We've already got a good idea how he comes across one-on-one, or in interview situations--assuming he maintains the same demeanor he has in the past: wise, articulate, insightful. He can match and possibly beat Howard Dean on that score. And it's always hard to know how somebody will do on TV ads, but I'm betting he licks that one. (From what I've seen so far, Edwards blows everyone away on that score, Dean needs a bit of work, Kerry and Gephardt are hopeless as always. And Lieb, who are you kidding?)

The big questions are debates and out on the stump, rallying the troops to want to come home and work for him. Not an auspicious start on the rallies, and I have a feeling it will never be his strength. Oddly enough, I see a lot of paralells to Dean there, too. Dean seems weakest in front of large groups (from what I've seen).
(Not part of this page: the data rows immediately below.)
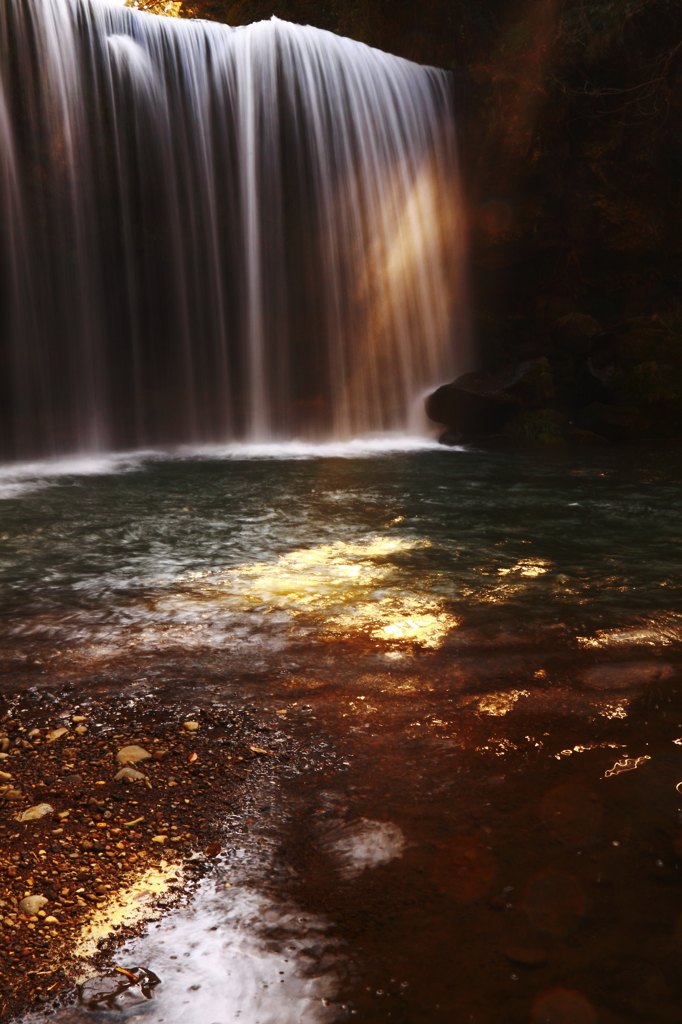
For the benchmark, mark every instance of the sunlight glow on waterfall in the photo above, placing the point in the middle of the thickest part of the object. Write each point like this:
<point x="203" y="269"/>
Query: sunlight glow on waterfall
<point x="216" y="235"/>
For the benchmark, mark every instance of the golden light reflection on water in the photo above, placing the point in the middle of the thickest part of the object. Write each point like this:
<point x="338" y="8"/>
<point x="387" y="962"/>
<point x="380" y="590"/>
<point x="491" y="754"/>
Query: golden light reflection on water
<point x="127" y="907"/>
<point x="355" y="586"/>
<point x="661" y="631"/>
<point x="501" y="704"/>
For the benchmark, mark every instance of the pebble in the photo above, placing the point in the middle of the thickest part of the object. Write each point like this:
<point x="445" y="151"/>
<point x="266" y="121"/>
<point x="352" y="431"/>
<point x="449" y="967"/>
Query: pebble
<point x="32" y="904"/>
<point x="37" y="811"/>
<point x="56" y="734"/>
<point x="128" y="775"/>
<point x="131" y="755"/>
<point x="531" y="957"/>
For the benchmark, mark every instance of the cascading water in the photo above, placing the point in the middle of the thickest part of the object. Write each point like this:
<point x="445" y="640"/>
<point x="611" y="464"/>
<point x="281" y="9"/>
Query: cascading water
<point x="214" y="233"/>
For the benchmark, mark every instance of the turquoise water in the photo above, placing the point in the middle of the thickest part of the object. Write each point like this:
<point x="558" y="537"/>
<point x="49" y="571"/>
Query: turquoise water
<point x="547" y="547"/>
<point x="478" y="654"/>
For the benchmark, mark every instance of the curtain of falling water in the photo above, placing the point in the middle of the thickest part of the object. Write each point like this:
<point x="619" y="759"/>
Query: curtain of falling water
<point x="214" y="233"/>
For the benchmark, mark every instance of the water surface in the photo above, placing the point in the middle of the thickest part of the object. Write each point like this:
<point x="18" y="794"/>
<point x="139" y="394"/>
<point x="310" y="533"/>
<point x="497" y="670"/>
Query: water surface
<point x="480" y="651"/>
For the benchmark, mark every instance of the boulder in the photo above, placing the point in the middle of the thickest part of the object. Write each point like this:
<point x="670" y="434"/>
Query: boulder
<point x="132" y="754"/>
<point x="481" y="402"/>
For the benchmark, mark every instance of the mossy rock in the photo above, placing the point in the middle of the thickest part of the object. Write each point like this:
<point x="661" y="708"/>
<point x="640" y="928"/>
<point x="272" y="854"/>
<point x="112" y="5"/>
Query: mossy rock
<point x="649" y="344"/>
<point x="540" y="426"/>
<point x="573" y="334"/>
<point x="612" y="422"/>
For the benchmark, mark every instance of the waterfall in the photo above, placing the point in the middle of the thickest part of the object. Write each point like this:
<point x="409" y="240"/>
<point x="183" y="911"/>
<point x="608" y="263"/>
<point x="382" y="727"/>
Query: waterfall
<point x="212" y="233"/>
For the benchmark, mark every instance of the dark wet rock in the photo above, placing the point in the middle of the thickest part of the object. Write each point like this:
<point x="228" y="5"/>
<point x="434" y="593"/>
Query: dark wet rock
<point x="119" y="988"/>
<point x="527" y="956"/>
<point x="574" y="332"/>
<point x="481" y="402"/>
<point x="626" y="676"/>
<point x="554" y="902"/>
<point x="129" y="775"/>
<point x="132" y="754"/>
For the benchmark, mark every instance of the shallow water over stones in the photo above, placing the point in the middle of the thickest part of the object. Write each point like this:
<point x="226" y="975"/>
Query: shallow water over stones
<point x="480" y="654"/>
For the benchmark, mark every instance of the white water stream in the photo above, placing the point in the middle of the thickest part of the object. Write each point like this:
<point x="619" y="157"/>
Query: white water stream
<point x="213" y="233"/>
Doesn't really project to a crowd that size, seemed swallowed up by the NY crowd last month, but if you sat down and listened to him, the words continued striking home and he won the crowd over in spite of a few oratorical deficiencies. Clark, I expect, will have to shoot for the same effect. From what I saw today, and what I've seen before, he'll be wearker with the big crowds than Dean. He just doesn't have the command voice, ironically. And he doesn't project the anger that Dean does. He has a bit of the Kerry/Lieberman problem, saying he's angry at the Bush administration, but his body language shouting "Nice guy!"

Debates are a huge unknown. You would think he would acquit himself well, but it's a balancing act: he could hold back to much, or come off petty and shrill. There's really no telling till he gets there--and gets a few under his belt to get his style down.
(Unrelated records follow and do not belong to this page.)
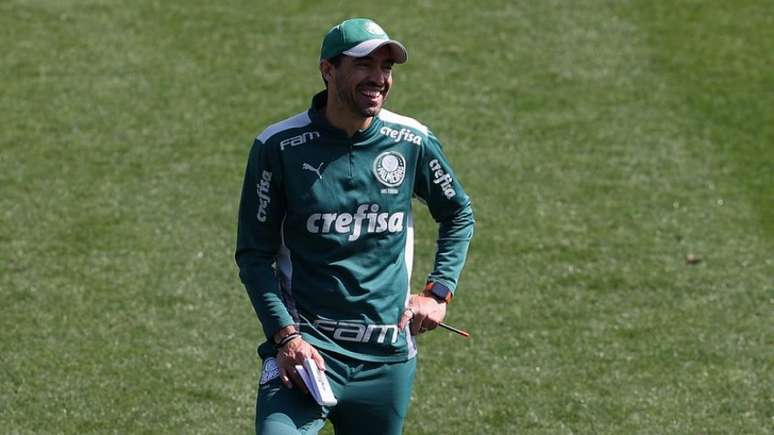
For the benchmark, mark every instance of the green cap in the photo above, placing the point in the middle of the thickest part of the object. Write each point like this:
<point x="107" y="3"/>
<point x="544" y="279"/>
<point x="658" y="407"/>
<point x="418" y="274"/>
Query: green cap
<point x="358" y="37"/>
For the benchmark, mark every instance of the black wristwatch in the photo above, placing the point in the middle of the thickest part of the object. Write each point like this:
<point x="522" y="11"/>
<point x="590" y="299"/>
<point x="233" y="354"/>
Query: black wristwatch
<point x="438" y="291"/>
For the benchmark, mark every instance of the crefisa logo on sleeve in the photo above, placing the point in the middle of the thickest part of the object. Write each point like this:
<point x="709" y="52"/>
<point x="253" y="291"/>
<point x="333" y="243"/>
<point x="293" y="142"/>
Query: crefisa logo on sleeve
<point x="390" y="170"/>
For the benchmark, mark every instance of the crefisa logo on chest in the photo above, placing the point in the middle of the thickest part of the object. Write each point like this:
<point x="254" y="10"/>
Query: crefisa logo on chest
<point x="390" y="170"/>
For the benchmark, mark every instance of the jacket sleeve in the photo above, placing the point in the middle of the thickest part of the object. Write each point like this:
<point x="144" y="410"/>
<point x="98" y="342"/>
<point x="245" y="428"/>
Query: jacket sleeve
<point x="438" y="187"/>
<point x="261" y="211"/>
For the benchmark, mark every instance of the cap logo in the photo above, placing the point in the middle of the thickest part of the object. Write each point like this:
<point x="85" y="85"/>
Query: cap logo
<point x="374" y="28"/>
<point x="390" y="168"/>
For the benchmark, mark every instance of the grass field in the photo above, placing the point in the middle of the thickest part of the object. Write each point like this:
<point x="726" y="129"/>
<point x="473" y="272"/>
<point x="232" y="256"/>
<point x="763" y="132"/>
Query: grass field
<point x="602" y="142"/>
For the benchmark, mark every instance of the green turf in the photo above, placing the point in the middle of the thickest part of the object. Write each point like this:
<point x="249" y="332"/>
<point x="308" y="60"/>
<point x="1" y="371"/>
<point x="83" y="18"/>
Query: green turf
<point x="602" y="142"/>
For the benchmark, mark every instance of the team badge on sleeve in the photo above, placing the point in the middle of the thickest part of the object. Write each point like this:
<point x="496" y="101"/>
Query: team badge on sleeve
<point x="390" y="168"/>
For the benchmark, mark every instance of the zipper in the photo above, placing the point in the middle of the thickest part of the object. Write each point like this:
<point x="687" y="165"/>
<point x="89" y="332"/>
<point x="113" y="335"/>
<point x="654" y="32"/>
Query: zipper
<point x="351" y="160"/>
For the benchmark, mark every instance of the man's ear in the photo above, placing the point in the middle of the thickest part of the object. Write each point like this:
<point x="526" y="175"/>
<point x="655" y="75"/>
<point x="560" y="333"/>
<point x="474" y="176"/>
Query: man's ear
<point x="326" y="70"/>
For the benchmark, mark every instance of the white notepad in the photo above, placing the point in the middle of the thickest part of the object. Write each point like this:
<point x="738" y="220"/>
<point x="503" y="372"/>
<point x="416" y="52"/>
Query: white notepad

The main thing, I think, will be to continue talking as straight as he has so far. It's the McCain appeal, the perot appeal, the Dean appeal: smart things to say, unafraid to say them, and none of the mind-numbing politician double-talk swallowing up the impact.

That approach was in full force today. That's his appeal, and that he has to hang onto. If he can keep hold of that and get just a little better at projection, debate well, and hit the right notes in his TV spots, he could give Howard Dean a good run for his money. If not, say hello to the Democratic nominee, Dr. Dean.

I'm not convinced either way, but I'm still cautiously optimistic he can pull it off. And I'm just overjoyed at the prospect of having two strong candidates in competition for the nomination.


Comment                     12:19:54 PM                      trackback []                     




Dean Corps

I wrote about this Dean Corps awhile back. I think it's a great idea for public service and for getting volunteers involved doing something. Whether it will really affect perceptions of a candidate in a big way, I'm pretty skeptical. But this Des Moines Register columnist says it's working. Stay tuned:

Howard Dean may well be the next president of the United States because of people like Eliot Williamson, Megan Scott, Sally Troxel and Dick Stater. They are part of something called the "Dean Corps" in Iowa, and they are taking politics back to the future by organizing campaign work around community-service projects.

The Democratic presidential hopeful has volunteers who are doing such things as collecting school supplies, participating in river clean-up efforts, building homes with Habitat for Humanity, collecting native prairie seeds for preservation, chopping firewood for a youth camp, banding birds and collecting supplies for food banks. It gives volunteers something to do besides make pestering phone calls to other Democrats, and it's having a big political payoff.